String Quintet No.1 in e minor, Op.15
For 2 Violins, 2 Violas & Cello
Eduard Franck (1817-1893) was born in Breslau, the capital of the Prussian province of Silesia. He was the fourth child of a wealthy and cultivated banker who exposed his children to the best and brightest that Germany had to offer. Frequenters to the Franck home included such luminaries as Heine, Humboldt, Heller, Mendelssohn, and Wagner. His family’s financial position allowed Franck to study with Mendelssohn as a private student in Dusseldorf and later in Leipzig. As a talented pianist, he embarked upon a dual career as a concert artist and teacher for more than four decades during the course of which he held many positions. Although he was highly regarded as both a teacher and performer, he never achieved the public recognition of his better known contemporaries such as Mendelssohn, Schumann or Liszt. As fine a pianist as the first two and perhaps even a better teacher, the fact that he failed to publish very many of his compositions until toward the end of his life, in part, explains why he was not better known. Said to be a perfectionist, he continually delayed releasing his works until they were polished to his demanding standards. Schumann, among others, thought quite highly of the few works he did publish during the first part of his life.
Franck's First String Quintet was composed in 1844 but was not published until 1850. The broad main theme of the big first movement, Allegro non troppo, has the quality of a Legend with its sighing theme which is often presented in unison. A more vibrant second theme, showing the influence of Mendelssohn is interspersed. The second movement is a Mendelssohn Scherzo. Its clever main theme is quite catchy and the use of pizzicati in the trio section is quite telling. The slow movement, Andante con espressione, is rather like a Sarabande. The general calm of the movement is twice interrupted with restless interludes. The Prestissimo Finale shows some rather surprising use, for the time, of polyphony.
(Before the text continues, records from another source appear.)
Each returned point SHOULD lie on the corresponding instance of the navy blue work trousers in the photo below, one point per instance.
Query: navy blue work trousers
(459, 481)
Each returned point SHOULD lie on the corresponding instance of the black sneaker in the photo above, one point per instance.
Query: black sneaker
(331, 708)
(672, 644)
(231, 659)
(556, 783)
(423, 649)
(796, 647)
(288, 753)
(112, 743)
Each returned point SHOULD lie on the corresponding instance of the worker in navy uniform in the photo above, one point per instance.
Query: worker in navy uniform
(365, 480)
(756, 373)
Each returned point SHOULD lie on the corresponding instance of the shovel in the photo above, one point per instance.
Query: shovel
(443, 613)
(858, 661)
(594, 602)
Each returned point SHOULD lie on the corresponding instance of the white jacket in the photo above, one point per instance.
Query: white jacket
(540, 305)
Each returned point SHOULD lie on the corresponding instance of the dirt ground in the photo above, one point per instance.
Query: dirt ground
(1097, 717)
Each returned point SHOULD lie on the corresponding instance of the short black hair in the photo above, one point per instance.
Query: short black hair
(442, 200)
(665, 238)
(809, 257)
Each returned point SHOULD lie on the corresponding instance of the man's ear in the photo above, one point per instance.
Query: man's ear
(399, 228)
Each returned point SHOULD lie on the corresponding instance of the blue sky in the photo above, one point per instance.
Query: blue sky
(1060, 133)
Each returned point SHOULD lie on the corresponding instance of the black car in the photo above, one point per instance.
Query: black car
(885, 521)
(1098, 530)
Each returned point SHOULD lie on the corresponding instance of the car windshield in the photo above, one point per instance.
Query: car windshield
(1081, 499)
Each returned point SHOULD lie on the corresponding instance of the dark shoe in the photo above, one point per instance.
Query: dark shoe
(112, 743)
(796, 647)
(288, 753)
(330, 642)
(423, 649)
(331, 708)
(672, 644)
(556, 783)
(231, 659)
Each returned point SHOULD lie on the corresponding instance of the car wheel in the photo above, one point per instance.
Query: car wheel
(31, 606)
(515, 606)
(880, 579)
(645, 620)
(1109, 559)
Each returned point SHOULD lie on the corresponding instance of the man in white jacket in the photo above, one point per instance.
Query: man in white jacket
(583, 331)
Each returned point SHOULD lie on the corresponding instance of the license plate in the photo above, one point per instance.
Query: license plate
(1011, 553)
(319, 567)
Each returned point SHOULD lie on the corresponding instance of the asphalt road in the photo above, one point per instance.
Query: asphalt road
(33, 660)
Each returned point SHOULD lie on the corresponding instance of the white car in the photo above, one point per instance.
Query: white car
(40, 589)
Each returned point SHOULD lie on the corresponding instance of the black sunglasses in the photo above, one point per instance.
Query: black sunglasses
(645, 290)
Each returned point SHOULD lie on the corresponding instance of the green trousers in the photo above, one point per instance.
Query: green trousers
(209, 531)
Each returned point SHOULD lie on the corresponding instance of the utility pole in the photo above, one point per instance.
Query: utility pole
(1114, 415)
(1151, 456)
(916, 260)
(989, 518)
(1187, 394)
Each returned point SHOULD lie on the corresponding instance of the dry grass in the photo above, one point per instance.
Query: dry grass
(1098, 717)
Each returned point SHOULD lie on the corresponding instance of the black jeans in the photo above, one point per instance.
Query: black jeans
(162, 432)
The first and only edition of this work was published in 1850. It must be noted that the copy off of which we had to work was not in good condition and we spent many hours making it into a serviceable performance edition, although it is not entirely up to modern standards. The price reflects this fact. In addition, we added rehearsal letters. We wish to thank Eduard Franck's grandson, Professor Dr. Paul Franck and great grandson, Dr. Andreas Franck, for making the parts available to us so that we could bring this fine work back for contemporary players to enjoy.